You love yourself more than me, she sobbed when she gave Winder the pillow under the thuja. It was about four metres tall back then; by now, it must be at least twelve. The thuja is dense and when the male and female cones are growing among the foliage, the tree lets hardly any water through. Winder hides there when it rains, so that he doesn’t accidentally end up getting a wash. His hair is matted and hangs in strands over his shoulders; he treasures his layer of fat, which keeps him warm, like an animal’s fur. His face is as dark as his hands, and his eyes glow white and red between the streaks of black. It is as if he works in a coalmine, the boat people say. They once gave him a bar of soap, which was eaten up by the voles that same winter, paper and all.
The thuja is self-propagating, as Winder remembers from his biology studies back in the days when Winder Senior expressed his expectation that his son’s career would develop promisingly. The wind spreads the pollen from the male cones, the female cones form egg cells. Like the slug, the tree is a hermaphrodite.

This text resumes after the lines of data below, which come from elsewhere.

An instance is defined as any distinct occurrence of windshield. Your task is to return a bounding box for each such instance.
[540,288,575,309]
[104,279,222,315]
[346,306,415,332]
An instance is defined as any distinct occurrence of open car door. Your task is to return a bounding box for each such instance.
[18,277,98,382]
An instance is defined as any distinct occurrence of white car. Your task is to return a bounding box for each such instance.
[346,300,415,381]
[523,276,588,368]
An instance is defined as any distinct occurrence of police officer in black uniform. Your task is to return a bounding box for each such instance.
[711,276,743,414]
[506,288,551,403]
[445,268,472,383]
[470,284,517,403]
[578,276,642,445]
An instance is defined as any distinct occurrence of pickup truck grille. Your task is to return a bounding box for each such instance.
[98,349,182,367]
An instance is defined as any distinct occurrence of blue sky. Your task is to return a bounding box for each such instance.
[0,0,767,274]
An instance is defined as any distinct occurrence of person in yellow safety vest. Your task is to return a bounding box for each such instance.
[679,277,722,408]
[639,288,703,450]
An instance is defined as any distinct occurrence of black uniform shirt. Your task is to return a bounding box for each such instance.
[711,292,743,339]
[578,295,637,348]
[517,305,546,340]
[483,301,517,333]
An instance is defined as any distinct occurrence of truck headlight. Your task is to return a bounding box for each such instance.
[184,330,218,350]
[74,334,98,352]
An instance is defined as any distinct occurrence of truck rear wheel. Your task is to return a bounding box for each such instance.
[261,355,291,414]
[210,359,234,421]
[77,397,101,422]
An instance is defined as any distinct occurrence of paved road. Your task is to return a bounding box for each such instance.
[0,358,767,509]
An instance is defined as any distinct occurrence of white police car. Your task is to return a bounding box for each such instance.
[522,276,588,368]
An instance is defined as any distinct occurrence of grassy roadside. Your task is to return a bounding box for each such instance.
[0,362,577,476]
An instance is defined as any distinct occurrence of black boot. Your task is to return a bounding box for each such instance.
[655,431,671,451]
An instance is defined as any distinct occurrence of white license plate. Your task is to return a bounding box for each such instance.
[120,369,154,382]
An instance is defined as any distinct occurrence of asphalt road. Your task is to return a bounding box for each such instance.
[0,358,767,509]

Living here is not ideal, the park is becoming wetter and wetter. According to the people from the houseboats, this has something to do with the artificially high level of the water in the canal. The moisture seeps out of the ground and into everything. Winder once had an old cigar box with a few photographs and an expired passport inside, and even an address book; all decayed and gone. There was a photograph of her as a girl of twenty, in a short skirt and ankle boots with legwarmers. That was how she looked before they moved in together. First the damp took hold of them, and then the mould.
He lives here under his dry green roof on the wet black earth, but when Winder comes he is in seventh heaven. His fingers drip. He releases the slug and lets it hang between his legs, limp and flesh-coloured. With his left hand, he wipes the seed between the planks of the pallet that forms his floor. Winder does not need her; he needs only himself.